‘Stefan wanted custody when we split up. He’s never accepted things.’
‘Does he have access? Does Kerri visit him?’
Alison shook her head. ‘He lives abroad. I won’t let Kerri go to him, because I know he wouldn’t let her come back.’ She reached for her handbag and produced a slip of paper. ‘This is his address and phone numbers.’
‘Hamburg.’ Lowry scratched the back of his head. His hair looked newly cropped, very short, and the way he touched it made her think he was still getting used to it.
‘I tried ringing him. There was no answer from his home. The second number is his work. They said he’s been away. Abroad, they said.’
‘If Kerri packed up things to take with her, she must have been planning to go somewhere willingly,’ the woman constable said, in that detached, reasonable tone the nurses used with sick people. ‘Why don’t we have another look in her room and make a list of exactly what she took.’

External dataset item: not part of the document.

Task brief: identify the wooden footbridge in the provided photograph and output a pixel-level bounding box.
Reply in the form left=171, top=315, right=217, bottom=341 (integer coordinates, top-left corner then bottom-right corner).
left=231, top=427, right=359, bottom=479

The man looked at his watch impatiently. ‘I’ll leave you to it,’ he said.
The uniformed woman, who told Alison to call her Miriam, stayed with her for another half an hour, drawing up a list of missing things, from which they picked out the clothes that Kerri would most likely have been wearing when she left, as well as other belongings-the Mexican silver ring and hair clasp, for example-that would identify her. Alison Vlasich felt herself become calmer as Miriam Sangster talked the matter through with her, discussing options and possibilities. It was only when the policewoman made signs of leaving that her agitation returned.
‘Why don’t you pay a visit to your GP, Alison?’ Sangster suggested. ‘You probably need something to help you sleep.’
‘It isn’t that.’ She gnawed at her bottom lip.